Structural and Temporal Hallmarks of Genealogical Networks
Abstract
The rapid growth of the genealogical sector, spanning platforms with billions of records and millions of users, has produced some of the largest and most complex networks available for analysis. Despite substantial advances in genealogical network research, it remains unclear whether human kinship networks exhibit universal structural properties. We address this by developing an integrated approach to genealogical network analysis that combines network-theoretic structure with an inferred notion of time. Using over one hundred datasets from the Kinsources repository, we reinterpret standard network measures in genealogical terms and introduce pseudogenerations, a method for extracting temporal structure directly from network topology. Within this framework, we identify common features shared across datasets. We find that genealogical networks exhibit scale-free--like degree and component-size distributions, multiscale family organization, and small-world behavior with respect to genetic and union-based distances.
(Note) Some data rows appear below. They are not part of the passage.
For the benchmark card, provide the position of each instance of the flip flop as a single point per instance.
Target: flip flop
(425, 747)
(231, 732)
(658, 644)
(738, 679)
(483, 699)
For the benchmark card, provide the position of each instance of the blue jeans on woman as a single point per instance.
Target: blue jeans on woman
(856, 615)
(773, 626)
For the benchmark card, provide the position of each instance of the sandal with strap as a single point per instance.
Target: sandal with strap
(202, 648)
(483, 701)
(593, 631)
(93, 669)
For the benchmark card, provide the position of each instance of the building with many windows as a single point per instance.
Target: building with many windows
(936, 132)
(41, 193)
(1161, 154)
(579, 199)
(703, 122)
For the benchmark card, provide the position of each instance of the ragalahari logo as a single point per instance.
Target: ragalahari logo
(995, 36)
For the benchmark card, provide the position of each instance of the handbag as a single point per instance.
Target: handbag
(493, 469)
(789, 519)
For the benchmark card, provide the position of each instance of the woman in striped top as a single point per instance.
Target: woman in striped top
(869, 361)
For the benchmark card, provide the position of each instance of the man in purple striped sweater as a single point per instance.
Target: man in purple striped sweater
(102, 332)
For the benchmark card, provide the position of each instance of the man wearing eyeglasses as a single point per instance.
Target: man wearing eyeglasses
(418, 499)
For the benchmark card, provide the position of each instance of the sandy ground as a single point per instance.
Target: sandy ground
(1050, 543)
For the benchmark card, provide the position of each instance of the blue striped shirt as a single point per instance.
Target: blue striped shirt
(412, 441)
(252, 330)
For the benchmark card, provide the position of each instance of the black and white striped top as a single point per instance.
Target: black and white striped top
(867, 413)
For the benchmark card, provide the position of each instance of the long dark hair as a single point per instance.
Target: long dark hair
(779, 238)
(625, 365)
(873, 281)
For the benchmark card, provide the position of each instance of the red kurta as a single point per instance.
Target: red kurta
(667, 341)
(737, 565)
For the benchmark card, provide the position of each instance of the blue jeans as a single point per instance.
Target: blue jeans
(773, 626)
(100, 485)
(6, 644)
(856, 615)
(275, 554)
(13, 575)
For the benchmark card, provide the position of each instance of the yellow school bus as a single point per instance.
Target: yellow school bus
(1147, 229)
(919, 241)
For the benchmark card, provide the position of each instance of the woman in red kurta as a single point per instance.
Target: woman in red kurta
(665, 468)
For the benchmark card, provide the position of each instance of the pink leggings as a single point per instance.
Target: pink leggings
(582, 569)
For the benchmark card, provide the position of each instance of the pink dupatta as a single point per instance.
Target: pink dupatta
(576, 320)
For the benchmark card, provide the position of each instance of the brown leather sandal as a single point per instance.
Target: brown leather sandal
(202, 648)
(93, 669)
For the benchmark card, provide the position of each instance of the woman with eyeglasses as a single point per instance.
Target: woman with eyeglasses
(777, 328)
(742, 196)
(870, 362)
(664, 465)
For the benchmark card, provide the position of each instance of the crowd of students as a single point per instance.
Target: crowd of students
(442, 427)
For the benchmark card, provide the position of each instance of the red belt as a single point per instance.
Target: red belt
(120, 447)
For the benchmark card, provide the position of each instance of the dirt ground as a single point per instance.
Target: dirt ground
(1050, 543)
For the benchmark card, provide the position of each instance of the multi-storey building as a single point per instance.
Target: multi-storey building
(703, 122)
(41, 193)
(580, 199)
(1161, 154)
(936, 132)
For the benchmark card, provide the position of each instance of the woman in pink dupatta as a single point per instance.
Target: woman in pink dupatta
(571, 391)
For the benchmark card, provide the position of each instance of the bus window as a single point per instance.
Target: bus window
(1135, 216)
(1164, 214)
We show that 2-components provide a natural unit of genealogical structure, observe consistent disassortative mixing, and find that recorded unions are strongly biased toward short genetic distances relative to potential pairings. We also document temporal and demographic patterns, including shifts in recorded parental and child information, as well as correlations among recorded unions, parents, and children. These results suggest that diverse genealogical datasets share a common set of structural and temporal characteristics, providing evidence for universal features of human kinship networks and establishing a general framework for their comparative analysis.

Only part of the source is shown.